The question might be whether the invention would have occurred without the second person’s involvement: Costa v GR & IE Daking (1994) 29 IPR 241. The contribution of the second person needs to have a material effect on the final concept of the invention: Row Weeder.

There is no joint inventorship with a person who bases the claim on knowledge derived from the true inventor: Stack.

Practical significance

The unifying element for joint authorship, designership and inventorship is the involvement of multiple people in an activity of original creativity.

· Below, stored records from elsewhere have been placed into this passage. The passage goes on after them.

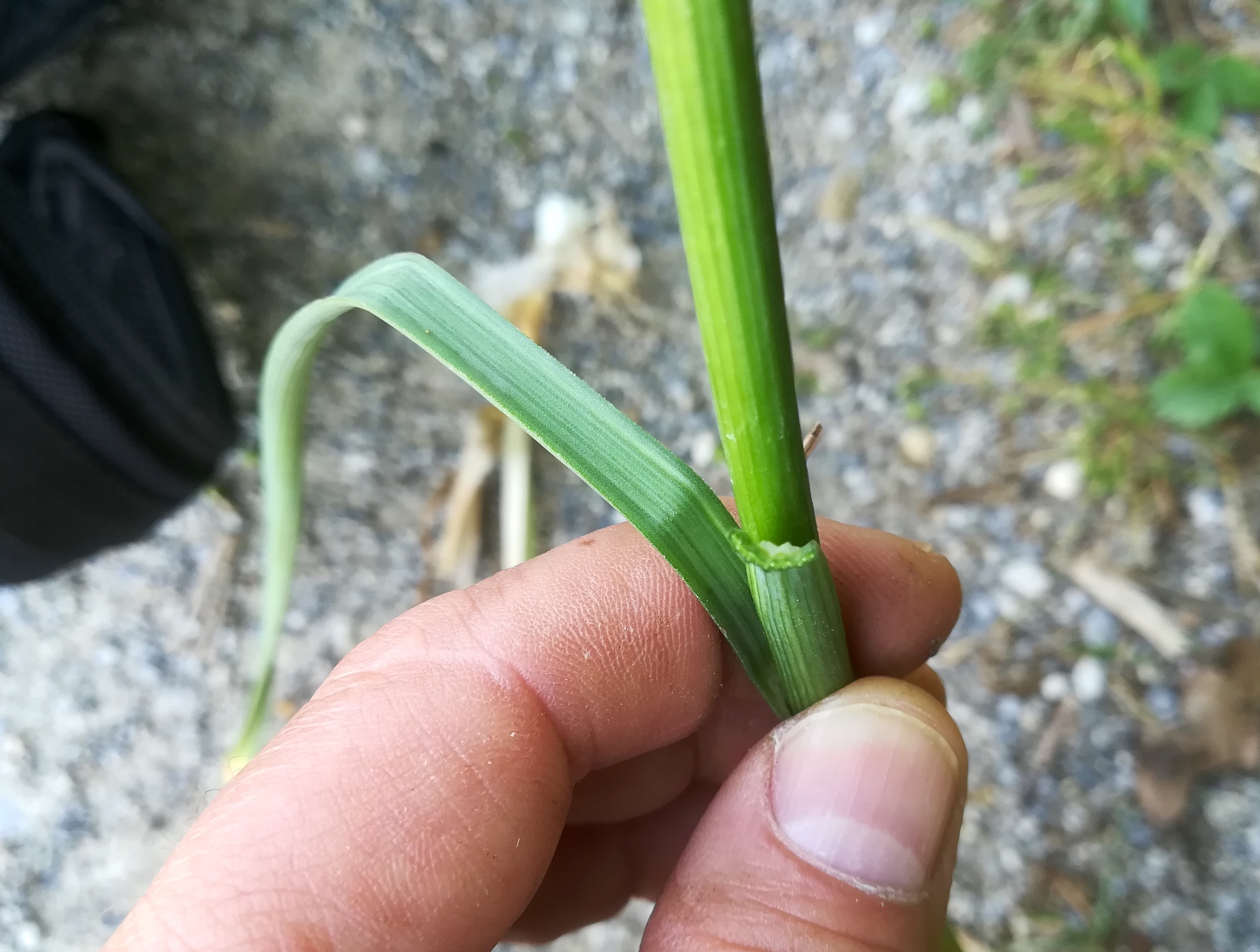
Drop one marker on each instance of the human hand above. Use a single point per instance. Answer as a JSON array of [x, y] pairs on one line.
[[520, 758]]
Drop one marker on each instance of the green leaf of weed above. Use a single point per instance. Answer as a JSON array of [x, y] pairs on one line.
[[1200, 111], [1217, 330], [1192, 398], [1181, 67], [1133, 16], [1252, 390], [1238, 82], [980, 62]]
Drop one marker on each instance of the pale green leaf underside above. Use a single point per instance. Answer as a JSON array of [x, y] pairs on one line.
[[657, 492]]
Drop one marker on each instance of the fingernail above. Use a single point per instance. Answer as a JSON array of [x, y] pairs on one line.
[[865, 793]]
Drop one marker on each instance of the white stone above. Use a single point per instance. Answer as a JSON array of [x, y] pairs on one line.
[[840, 127], [558, 221], [971, 111], [1055, 687], [1001, 229], [1013, 289], [1064, 480], [1205, 508], [1148, 257], [1089, 679], [1166, 236], [703, 449], [910, 101], [918, 445], [871, 30], [1029, 580]]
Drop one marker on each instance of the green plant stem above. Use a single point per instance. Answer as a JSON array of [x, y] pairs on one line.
[[793, 590], [706, 70]]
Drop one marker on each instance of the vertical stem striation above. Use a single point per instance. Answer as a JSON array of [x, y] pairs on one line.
[[706, 70]]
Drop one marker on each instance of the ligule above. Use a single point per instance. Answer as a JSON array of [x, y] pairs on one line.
[[796, 597]]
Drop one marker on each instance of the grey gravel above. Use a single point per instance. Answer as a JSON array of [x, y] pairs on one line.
[[288, 141]]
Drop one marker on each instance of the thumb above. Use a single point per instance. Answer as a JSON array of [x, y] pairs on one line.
[[838, 832]]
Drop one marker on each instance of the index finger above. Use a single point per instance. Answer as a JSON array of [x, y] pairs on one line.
[[416, 801]]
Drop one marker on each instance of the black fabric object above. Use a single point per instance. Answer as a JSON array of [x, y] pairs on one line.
[[31, 30], [111, 407]]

Title devolves from the creator of the work to the person obtaining the legal monopoly right.

For designers (other than employees), the default position for:

• copyright is that the designer is the owner of those contributions

• registered design rights is that the party contracting the designer to create the design is the owner of those contributions; and

• patent rights is that the designer is the owner of those contributions

This assumes the designer is making a sufficient, original contribution to establish authorship, designership or inventorship. As the default position for ownership can be altered by agreement, designers need to be able to identify when steps are required to secure ownership or when you are the owner.

Agreements about IP ownership must be written. By understanding your rights, you may have leverage to insist on ownership or be adequately compensated in dealings with clients.